Function's minimum on [1,5] is 0, achieved at x=1, found by analyzing critical points and endpoints.
Finding the Minimum Value of f(x)
To find the minimum value of f(x) = x² + x - 2 on the closed interval [1, 5], we can use two methods:
Method 1: Analyzing Critical Points and Endpoints
Find the critical points: A critical point is a point where the derivative f'(x) is equal to 0 or undefined.
For f(x) = x² + x - 2, the derivative is f'(x) = 2x + 1.
Therefore, f'(x) = 0 for x = -1/2, which is not within the interval [1, 5].
Evaluate f(x) at the endpoints and the critical point (if any):
f(1) = 1² + 1 - 2 = 0
f(5) = 5² + 5 - 2 = 28
Compare the function values: The minimum value of f(x) is the lowest among the values obtained in step 2. In this case, f(1) = 0 is the minimum value.
Method 2: Using the Extremum Value Theorem
The Extremum Value Theorem states that if a continuous function f(x) is defined on a closed interval [a, b], then it must have an absolute maximum and minimum within that interval.

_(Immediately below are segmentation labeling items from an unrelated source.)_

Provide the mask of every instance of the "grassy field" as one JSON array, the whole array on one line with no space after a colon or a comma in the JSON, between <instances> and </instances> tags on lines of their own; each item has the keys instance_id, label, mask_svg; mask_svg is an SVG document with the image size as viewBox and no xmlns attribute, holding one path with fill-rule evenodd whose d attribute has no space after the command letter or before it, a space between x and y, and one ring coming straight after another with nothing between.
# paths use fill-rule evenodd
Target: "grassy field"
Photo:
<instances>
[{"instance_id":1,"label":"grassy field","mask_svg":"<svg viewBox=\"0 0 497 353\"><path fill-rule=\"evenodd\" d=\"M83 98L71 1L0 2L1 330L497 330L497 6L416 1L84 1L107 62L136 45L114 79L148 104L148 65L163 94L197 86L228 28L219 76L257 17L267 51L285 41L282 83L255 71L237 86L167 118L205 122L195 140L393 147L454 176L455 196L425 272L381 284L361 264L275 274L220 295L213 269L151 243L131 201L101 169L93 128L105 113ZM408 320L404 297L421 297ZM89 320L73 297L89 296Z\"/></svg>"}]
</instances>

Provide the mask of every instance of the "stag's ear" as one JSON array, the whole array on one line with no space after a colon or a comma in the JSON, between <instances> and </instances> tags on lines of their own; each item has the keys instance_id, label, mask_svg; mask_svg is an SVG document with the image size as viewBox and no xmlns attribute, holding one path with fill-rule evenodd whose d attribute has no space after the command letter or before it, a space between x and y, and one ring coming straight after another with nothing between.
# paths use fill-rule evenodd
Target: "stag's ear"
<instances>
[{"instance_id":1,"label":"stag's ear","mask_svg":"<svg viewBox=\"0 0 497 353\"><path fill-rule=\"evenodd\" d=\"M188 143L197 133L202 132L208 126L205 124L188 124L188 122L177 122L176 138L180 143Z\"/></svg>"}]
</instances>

Verify that f(x) is continuous on [1, 5]: f(x) is a polynomial function and is therefore continuous on all real numbers, including the closed interval [1, 5].
Apply the theorem: Since f(x) is continuous on [1, 5], it must have an absolute minimum within that interval. This minimum can occur either at a critical point or at an endpoint.
Follow the same steps as in method 1: Analyze the critical points (which are none in this case) and evaluate f(x) at the endpoints. The minimum value will be the lowest among the evaluated points.
Conclusion:
Both methods lead to the same conclusion: the minimum value of f(x) = x² + x - 2 on the closed interval [1, 5] is 0, which occurs at x = 1.
Visualization: The graph of f(x) = x² + x - 2 on the interval [1, 5] is shown below. The minimum point is clearly visible at x = 1.
Complete question:
What is the minimum value of the function f(x) = x² + x - 2 on the interval [1, 5]?